MIT's tiny insect drone looks like a cassette tape with wings but can bounce back from mid-air collisions

MIT researchers have developed a drone that approaches a bee's ability to withstand bumps and do somersaults.
Written by Liam Tung, Contributing Writer
Image: courtesy of Kevin Yufeng Chen

MIT researchers have developed a tiny drone with soft actuators that can flap nearly 500 times per second, allowing it to be more resilient to mid-flight bumps and nimble enough to fly like a bee

MIT Assistant Professor Kevin Yufeng Chen led the project to build an insect-like drone that uses soft actuators rather than hard, fragile actuators.  

"The soft actuators are made of thin rubber cylinders coated in carbon nanotubes," explains MIT

"When voltage is applied to the carbon nanotubes, they produce an electrostatic force that squeezes and elongates the rubber cylinder. Repeated elongation and contraction causes the drone's wings to beat fast."

This actuator is different to the ones used in bee-inspired RoboBee drone that Harvard University showed off in 2018, which used a piezoelectric ceramic or hard actuators.
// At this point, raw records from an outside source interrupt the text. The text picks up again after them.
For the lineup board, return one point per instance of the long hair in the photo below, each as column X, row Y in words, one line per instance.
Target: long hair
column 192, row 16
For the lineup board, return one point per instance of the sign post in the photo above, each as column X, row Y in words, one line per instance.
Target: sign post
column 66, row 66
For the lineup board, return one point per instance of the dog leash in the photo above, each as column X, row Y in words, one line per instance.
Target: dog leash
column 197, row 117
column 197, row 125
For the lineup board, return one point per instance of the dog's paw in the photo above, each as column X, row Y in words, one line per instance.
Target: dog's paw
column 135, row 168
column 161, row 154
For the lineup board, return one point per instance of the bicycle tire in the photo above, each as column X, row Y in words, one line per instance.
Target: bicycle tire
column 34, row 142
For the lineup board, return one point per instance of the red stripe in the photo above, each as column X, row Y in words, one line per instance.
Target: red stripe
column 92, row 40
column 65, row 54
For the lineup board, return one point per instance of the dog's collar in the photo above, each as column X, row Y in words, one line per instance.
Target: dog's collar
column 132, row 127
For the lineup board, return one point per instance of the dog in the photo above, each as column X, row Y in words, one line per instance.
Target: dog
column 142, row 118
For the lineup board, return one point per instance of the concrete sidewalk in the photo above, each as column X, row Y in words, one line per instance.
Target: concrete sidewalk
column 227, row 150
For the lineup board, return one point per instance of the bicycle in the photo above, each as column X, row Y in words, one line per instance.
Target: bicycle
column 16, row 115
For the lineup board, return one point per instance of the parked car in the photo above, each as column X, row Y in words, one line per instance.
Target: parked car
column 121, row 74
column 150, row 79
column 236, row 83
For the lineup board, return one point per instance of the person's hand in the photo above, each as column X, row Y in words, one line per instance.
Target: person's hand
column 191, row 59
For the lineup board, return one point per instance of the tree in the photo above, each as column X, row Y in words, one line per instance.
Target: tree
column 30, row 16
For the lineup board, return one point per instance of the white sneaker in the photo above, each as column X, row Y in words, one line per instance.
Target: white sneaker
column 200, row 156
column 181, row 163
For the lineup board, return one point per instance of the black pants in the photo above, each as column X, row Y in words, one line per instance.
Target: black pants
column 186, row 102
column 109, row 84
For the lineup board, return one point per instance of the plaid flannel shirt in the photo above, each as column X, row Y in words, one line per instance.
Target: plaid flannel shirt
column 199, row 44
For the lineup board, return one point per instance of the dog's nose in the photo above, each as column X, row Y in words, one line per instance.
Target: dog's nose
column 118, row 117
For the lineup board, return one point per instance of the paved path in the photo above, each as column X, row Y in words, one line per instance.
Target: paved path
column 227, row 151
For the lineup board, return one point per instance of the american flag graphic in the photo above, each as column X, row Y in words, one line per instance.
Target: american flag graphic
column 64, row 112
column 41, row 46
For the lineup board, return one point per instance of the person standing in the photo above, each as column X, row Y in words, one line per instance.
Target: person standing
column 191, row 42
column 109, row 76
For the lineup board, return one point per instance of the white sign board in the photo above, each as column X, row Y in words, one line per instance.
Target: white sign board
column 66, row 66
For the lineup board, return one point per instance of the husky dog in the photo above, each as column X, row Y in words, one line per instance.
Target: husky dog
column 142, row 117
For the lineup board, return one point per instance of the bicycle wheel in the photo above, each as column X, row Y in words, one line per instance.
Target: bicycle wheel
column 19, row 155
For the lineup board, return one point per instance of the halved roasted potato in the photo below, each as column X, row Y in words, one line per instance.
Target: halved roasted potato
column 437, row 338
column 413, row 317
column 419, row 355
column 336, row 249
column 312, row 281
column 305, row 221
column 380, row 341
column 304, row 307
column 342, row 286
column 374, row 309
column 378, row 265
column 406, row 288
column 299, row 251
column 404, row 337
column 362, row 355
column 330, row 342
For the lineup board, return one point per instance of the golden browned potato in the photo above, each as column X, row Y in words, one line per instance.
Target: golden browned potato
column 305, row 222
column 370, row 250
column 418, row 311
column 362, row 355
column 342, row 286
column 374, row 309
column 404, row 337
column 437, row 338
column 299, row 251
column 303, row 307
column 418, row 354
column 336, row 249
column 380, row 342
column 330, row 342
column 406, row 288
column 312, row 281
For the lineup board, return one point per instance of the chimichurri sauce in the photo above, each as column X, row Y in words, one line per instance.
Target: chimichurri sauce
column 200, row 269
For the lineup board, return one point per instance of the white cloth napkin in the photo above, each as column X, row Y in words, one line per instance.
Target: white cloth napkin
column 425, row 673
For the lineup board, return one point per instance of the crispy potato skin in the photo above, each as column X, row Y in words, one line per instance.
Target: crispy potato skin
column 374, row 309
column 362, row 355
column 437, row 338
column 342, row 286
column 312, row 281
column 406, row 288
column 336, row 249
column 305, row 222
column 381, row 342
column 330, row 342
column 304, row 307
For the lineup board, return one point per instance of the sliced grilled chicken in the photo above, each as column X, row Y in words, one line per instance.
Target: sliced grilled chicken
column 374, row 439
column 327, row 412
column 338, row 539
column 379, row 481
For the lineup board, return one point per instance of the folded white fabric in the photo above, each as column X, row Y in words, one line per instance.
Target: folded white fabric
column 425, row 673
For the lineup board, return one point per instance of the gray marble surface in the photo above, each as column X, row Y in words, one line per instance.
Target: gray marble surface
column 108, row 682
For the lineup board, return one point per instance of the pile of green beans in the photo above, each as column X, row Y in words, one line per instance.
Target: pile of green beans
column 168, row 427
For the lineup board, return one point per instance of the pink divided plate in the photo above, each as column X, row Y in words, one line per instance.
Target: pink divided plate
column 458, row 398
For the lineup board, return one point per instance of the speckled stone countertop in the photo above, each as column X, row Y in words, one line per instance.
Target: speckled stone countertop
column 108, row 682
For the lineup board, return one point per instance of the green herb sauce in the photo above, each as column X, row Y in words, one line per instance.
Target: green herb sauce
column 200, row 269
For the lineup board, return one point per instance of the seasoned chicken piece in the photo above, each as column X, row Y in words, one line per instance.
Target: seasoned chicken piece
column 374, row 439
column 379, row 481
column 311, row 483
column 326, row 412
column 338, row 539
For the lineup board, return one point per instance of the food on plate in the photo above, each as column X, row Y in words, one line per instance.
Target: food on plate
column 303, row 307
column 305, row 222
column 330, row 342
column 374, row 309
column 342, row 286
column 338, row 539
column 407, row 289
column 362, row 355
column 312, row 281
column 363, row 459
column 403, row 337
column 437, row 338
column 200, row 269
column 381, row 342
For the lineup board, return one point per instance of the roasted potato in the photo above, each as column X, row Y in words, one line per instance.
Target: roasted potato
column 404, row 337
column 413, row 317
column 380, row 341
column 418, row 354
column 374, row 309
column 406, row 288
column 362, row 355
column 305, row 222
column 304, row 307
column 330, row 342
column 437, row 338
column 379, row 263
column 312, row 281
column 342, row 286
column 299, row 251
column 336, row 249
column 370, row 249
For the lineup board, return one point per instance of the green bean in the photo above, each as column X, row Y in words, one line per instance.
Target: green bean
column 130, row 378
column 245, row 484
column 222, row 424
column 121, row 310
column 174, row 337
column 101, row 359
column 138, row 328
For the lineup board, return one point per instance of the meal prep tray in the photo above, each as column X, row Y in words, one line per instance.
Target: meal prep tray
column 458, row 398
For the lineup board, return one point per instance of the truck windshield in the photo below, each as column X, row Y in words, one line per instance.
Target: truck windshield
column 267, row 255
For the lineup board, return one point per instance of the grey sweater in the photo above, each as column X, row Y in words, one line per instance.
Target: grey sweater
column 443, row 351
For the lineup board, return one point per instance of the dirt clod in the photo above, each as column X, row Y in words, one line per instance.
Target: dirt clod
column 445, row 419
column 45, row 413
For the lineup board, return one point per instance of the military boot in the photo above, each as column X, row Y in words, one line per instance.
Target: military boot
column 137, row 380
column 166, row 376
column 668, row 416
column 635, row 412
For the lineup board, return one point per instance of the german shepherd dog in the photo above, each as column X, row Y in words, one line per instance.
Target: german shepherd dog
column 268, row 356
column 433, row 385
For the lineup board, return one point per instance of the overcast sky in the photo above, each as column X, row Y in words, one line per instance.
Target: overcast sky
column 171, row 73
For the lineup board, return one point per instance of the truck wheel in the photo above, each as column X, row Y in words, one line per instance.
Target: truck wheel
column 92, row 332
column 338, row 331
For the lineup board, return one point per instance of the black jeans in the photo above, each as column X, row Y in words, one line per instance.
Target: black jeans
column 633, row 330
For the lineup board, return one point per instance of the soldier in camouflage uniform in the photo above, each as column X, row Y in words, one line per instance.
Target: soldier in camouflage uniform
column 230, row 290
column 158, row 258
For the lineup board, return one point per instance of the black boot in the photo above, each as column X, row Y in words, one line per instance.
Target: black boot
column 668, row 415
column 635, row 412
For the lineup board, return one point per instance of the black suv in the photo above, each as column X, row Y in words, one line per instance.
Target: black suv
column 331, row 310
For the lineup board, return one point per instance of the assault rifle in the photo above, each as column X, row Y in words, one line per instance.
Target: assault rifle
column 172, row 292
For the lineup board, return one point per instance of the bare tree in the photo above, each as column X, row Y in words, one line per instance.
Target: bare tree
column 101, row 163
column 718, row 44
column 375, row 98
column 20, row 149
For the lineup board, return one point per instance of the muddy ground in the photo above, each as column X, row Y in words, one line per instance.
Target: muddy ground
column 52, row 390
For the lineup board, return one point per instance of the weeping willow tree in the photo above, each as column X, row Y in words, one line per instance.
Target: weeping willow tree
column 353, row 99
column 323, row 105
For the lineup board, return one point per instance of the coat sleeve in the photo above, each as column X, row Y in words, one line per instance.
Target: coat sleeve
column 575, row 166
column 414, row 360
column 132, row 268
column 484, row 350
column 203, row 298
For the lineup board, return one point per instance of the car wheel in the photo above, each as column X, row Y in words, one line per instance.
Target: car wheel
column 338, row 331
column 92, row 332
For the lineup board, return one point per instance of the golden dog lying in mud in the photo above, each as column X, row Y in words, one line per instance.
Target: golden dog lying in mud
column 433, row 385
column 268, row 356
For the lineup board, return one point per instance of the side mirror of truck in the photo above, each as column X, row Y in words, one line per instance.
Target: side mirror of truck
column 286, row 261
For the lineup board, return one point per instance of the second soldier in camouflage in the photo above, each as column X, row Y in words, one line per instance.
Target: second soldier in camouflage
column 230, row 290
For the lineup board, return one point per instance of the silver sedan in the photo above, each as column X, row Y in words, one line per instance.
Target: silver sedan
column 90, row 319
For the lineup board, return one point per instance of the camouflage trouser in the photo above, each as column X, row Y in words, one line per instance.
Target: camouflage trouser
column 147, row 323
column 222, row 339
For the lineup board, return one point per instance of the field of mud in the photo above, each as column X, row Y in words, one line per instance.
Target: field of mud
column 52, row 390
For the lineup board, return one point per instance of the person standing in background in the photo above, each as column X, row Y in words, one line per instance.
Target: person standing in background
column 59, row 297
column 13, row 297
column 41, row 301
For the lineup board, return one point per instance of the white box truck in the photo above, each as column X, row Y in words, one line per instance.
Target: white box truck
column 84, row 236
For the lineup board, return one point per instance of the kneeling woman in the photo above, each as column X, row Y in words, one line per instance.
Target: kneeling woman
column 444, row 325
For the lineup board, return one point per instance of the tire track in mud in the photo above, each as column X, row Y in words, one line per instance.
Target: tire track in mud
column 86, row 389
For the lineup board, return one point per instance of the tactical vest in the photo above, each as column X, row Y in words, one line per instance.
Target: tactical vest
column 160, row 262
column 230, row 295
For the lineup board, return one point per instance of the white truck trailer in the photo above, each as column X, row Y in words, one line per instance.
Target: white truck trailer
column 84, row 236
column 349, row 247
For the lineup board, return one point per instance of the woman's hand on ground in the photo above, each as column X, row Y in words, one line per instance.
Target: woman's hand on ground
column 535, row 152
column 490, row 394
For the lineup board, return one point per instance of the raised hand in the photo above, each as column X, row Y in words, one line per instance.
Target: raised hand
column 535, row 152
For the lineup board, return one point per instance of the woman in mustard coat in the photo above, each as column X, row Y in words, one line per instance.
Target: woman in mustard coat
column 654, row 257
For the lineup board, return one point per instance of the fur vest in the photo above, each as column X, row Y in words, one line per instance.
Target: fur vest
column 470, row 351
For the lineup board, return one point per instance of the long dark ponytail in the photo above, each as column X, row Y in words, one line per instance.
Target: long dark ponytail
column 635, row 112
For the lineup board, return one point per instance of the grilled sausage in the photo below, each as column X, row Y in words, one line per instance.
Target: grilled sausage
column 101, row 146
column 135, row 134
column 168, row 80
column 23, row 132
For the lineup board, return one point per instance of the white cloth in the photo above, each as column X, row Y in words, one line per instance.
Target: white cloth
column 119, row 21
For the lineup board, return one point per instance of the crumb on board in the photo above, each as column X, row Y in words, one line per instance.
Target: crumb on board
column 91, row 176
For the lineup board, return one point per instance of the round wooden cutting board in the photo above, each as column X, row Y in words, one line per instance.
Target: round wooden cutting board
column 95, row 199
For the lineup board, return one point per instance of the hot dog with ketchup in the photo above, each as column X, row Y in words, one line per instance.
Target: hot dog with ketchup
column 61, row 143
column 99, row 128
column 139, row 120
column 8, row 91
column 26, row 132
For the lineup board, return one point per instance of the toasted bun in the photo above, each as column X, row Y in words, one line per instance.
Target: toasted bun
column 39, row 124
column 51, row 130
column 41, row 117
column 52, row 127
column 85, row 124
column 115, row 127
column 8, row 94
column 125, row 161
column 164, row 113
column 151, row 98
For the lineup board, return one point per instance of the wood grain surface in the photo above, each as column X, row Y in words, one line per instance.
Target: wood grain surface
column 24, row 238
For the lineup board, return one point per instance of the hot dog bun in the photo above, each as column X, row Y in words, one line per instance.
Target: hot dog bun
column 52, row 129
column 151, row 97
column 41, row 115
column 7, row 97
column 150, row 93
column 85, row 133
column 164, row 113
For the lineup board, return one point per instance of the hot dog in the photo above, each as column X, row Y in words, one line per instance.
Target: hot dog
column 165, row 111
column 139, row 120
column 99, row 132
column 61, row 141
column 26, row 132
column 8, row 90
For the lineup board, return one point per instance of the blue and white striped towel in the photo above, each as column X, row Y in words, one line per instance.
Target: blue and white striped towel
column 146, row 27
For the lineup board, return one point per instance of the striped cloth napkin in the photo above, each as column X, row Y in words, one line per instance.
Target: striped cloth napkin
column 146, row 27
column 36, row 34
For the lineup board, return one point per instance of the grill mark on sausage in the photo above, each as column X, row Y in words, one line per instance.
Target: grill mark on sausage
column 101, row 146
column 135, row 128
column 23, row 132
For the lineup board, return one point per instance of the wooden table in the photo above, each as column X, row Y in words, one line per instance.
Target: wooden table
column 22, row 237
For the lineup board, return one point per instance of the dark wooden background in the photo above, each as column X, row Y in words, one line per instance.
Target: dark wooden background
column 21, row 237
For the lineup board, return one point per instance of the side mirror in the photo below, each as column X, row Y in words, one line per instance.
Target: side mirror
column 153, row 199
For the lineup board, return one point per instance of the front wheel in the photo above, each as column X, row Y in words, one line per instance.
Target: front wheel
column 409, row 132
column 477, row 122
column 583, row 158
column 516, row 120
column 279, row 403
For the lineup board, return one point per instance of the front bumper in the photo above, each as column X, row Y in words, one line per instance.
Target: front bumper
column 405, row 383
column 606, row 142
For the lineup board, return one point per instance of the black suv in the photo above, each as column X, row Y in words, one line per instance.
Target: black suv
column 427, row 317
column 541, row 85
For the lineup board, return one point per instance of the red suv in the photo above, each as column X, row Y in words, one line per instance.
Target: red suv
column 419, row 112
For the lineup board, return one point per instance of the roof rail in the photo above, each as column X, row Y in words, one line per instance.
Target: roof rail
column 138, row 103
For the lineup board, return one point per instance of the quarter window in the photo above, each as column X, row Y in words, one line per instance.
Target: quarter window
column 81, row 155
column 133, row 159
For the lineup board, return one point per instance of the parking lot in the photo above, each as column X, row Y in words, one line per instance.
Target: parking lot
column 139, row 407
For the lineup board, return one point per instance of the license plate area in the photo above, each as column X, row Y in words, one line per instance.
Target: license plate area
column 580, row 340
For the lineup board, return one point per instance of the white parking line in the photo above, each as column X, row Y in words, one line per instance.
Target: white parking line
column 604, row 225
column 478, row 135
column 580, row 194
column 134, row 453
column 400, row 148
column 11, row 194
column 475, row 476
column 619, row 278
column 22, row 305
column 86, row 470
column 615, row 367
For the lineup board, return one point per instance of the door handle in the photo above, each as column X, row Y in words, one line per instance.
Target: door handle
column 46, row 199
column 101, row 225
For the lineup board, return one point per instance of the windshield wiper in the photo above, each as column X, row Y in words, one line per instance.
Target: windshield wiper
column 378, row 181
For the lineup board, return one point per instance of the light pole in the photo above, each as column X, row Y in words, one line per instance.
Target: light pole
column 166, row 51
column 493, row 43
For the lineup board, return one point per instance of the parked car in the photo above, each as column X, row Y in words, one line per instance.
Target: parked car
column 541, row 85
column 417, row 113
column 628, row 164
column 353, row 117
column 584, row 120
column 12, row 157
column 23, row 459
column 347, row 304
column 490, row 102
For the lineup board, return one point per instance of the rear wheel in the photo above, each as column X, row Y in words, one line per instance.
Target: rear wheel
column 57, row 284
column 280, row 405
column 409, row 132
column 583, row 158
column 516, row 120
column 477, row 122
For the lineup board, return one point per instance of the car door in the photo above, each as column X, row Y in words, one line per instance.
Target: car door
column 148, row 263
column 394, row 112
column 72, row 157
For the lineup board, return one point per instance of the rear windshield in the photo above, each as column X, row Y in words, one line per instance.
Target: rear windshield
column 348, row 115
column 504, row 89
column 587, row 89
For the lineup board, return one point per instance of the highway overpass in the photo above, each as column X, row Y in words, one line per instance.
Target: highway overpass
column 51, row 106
These contained strips of ceramic that expand and contract when an electric field is applied. 

"Although these existing systems can achieve a high lift-to-weight ratio, they have not demonstrated insect-like maneuvers such as somersault or rapid collision recovery," Chen and co-authors MIT PhD student Zhijian Ren, Harvard University PhD student Siyi Xu, and City University of Hong Kong roboticist Pakpong Chirarattananon, say in a new paper published in this month's IEEE Transactions on Robotics journal. 

The MIT researchers present a 665 mg aerial robot that is "powered by novel dielectric elastomer actuators (DEA)." 

MIT produced a video demonstrating the drone's ability to take a knock mid-flight and recover. The drone is currently tethered to a wired power source due to the actuators requiring high operating voltage. 

Chen sees potential applications for this type of drone could include pollinating crops or inspecting machinery in cramped spaces, such as inspecting the inside of a turbine engine. He also see its potential for assisting search-and-rescue missions. 

"If we look at most drones today, they're usually quite big," says Chen. "Most of their applications involve flying outdoors. The question is: Can you create insect-scale robots that can move around in very complex, cluttered spaces?"

While the current prototype looks like a cassette tape with four sets of flapping wings, Chen is also working new prototype that looks like a dragonfly. 

Farrell Helbling, an assistant professor of electrical and computer engineering at Cornell University, who worked on Harvard's RoboBee, said the the next advance will be to untether the drone from a wired power source. 

"I'm excited to see how the authors will reduce operating voltage [of the actuators] so that they may one day be able to achieve untethered flight in real-world environments," said Helbling.